O que traz o Papa americano
Muitos católicos desvalorizam o frenesim de leituras políticas que se segue à eleição de um novo papa, mas é inevitável que aconteça. O Vaticano é um dos territórios menos populosos do mundo, mas a Igreja Católica é a maior e mais antiga instituição internacional em funcionamento, congregando cerca de 1,4 mil milhões de seguidores. É também a maior confissão à escala global e exerce influência relevante em muitas sociedades laicas.
O impacto social e mediático de um papa transcende a dimensão da Igreja Católica. Por si só, a escolha do líder desta monarquia eletiva atrai as atenções pelo seu caráter raro e, em certa medida, exótico. Os papas têm sido, com frequência, figuras de relevo na História, atuando muitas vezes como agentes de transformação.
A escolha de um cidadão dos Estados Unidos é inédita, uma vez que a Santa Sé tem, tradicionalmente, evitado eleger pontífices oriundos de grandes potências. Contudo, Robert Francis Prevost também tem nacionalidade peruana — um pormenor que está longe de ser irrelevante.
O Papa Leão XIV apresenta diversas características que permitem traçar, de forma informada, algumas hipóteses sobre o rumo do seu pontificado, bem como acerca dos critérios que terão levado à sua eleição. O nome escolhido, “Leão”, evoca Papas historicamente associados à defesa da Igreja em momentos complicados. Leão I, por exemplo, terá conseguido dissuadir Átila, o Huno, de invadir Roma. Muito mais recentemente, Leão XIII foi o autor da encíclica “Rerum Novarum”, um marco fundador da Doutrina Social da Igreja, dedicada às questões laborais. A Doutrina Social da Igreja é um corpo de princípios aplicados à vida social, económica e política.
Leão XIV é agostiniano, o que implica a valorização da comunidade em detrimento do individualismo. É missionário, o que se traduz na compatibilização ou na prescindência do “eu” em função do “outro”, sobretudo o que mais necessita. É sinodal, ou seja, defende a participação de todos, para benefício comum, recusando o primado das elites. É também mariano, o que mostra respeito pela mulher, não como figura subalterna, mas como elemento central e essencial.
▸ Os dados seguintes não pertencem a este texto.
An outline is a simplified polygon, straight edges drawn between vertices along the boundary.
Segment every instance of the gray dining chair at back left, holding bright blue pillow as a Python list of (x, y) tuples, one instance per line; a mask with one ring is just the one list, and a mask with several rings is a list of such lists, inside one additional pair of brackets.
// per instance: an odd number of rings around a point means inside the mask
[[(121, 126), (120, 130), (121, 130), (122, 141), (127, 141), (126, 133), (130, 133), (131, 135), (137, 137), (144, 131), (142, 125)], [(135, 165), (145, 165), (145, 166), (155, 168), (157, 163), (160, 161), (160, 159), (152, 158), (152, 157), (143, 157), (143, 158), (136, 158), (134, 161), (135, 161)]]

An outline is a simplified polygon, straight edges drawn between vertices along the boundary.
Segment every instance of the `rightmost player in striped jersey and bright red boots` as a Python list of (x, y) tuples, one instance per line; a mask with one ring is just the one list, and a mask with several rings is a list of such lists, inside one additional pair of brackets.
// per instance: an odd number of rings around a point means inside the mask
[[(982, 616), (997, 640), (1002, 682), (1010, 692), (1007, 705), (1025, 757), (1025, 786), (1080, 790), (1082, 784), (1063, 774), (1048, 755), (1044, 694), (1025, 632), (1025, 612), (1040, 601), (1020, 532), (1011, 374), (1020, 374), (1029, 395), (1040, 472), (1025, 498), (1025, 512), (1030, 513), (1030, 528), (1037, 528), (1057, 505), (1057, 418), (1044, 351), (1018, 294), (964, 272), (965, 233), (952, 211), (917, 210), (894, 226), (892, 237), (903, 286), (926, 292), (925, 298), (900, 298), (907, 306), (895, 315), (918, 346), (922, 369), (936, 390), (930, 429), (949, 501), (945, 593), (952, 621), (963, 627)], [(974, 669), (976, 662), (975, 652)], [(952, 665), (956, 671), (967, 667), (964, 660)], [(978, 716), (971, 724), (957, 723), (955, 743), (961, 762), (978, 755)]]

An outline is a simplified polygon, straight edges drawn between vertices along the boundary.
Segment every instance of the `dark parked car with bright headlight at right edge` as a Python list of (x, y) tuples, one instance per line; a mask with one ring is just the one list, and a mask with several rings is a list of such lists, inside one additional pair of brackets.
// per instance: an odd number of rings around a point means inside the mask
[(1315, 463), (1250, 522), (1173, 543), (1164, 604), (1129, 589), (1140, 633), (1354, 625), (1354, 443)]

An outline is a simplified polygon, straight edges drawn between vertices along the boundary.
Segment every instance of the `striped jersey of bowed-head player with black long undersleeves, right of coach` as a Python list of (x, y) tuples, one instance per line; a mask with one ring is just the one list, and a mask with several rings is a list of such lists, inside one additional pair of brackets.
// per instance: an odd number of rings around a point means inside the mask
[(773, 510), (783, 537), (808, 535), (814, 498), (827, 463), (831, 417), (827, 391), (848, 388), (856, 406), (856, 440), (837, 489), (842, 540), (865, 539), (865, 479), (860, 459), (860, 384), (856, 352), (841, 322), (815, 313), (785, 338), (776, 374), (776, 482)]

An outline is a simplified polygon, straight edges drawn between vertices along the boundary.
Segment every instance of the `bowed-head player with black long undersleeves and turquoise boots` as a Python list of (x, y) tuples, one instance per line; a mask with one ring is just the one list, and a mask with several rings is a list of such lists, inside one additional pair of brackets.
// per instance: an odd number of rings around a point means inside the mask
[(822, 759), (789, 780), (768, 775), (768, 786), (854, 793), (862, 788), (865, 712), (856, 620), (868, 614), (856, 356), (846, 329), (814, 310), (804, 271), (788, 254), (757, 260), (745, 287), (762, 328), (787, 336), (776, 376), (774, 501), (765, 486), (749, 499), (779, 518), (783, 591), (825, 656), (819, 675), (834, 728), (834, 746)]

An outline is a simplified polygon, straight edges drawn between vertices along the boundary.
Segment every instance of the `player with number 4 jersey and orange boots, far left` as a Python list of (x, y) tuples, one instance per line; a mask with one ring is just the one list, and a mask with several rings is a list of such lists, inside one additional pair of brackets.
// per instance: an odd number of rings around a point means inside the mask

Com conhecimento da América Latina, Prevost condenou recentemente a perseguição aos migrantes. As suas primeiras palavras foram um apelo à Paz. É poliglota, tem estudos superiores e produção académica relevante. É, relatam os mais próximos, um homem sereno.
Estas características devem ser relevadas para além do contexto religioso – têm implicações sociais, políticas e até económicas. Num mundo dominado por discursos polarizadores, a sua eleição surge como um sinal claro de contraponto. O facto de ser moderado torna-o menos vulnerável às críticas de progressismo e ajuda a mitigar resistências internas na própria Igreja. Face a figuras como Donald Trump, o contraste é evidente e provavelmente intencional por parte dos cardeais eleitores.